In its attitudes, Cop Land isn't so very far apart from the recent 187, in which a black teacher played by Samuel L. Jackson turns vigilante against the scum in his inner-city classroom because the "authorities" are too cravenly liberal to help. Both films pay lip service to the "tragedy" of taking the law into your own hands, but you can sense what really is going on. 187 plays into the audience's scummiest reactionary feelings of retribution. Cop Land, even though it posits Ray and the others as dirtbags, lets us know it's the liberal lawmakers who dirtied them. New York City is displayed as a haven for the wrong element, and we're left with little doubt as to whom that element might be.
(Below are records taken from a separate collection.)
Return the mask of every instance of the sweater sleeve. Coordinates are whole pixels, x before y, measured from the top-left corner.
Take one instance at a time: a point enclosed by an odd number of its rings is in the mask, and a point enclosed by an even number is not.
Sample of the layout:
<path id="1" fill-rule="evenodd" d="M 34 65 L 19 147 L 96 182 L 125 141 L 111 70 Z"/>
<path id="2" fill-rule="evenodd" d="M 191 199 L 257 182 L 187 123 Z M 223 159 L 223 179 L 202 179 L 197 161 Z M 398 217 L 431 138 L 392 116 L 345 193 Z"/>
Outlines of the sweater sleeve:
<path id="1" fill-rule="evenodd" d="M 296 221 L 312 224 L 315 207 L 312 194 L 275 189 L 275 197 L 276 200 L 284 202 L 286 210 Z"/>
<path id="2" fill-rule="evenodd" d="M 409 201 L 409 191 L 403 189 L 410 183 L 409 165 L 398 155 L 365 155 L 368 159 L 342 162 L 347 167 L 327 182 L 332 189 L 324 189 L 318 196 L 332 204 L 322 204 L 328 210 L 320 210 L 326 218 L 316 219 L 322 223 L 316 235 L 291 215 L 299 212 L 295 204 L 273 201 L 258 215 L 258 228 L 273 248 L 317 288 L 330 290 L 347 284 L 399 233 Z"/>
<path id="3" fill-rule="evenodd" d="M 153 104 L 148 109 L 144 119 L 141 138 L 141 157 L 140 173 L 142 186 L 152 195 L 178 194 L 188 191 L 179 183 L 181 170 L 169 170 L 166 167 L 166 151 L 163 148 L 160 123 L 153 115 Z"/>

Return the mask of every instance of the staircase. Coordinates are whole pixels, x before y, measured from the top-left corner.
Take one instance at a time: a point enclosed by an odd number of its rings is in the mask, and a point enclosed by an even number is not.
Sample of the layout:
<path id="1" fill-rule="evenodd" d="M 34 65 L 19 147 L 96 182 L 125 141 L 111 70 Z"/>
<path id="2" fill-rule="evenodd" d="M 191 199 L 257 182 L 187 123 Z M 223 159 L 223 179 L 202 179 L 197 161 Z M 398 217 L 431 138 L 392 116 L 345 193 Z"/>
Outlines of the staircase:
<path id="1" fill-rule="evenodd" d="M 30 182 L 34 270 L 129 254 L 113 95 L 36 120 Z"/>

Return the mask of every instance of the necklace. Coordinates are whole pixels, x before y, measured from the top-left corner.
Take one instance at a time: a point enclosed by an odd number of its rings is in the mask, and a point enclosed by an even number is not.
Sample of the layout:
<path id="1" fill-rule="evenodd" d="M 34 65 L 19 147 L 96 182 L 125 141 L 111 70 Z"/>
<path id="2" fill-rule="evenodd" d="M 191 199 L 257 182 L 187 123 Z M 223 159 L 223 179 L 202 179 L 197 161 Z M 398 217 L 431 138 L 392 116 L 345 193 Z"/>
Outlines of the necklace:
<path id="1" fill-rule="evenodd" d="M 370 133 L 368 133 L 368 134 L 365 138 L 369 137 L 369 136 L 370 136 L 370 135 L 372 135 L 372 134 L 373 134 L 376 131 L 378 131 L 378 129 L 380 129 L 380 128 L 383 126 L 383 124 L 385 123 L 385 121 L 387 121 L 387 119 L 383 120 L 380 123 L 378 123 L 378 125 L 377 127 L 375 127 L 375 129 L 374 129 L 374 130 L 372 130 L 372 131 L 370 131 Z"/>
If Mangold were really serious about this stuff, he might have explored the psychology of beleaguered cops who are made to feel like they are the perpetrators in their own busts. He could have dug deeply into the way police work can gnarl a cop's sympathies and prompt his own worst impulses. Mangold never ventures beyond the obvious. We're set up with righteous anger against the liberal establishment and then fobbed off with goombah melodramatics. The film should be called Cop Out.

Cop Land.
Sylvester Stallone, Harvey Keitel, Robert De Niro, Annabella Sciorra, Michael Rapaport, Ray Liotta, Peter Berg, Janeane Garofalo. Written and directed by James Mangold. Opens Friday.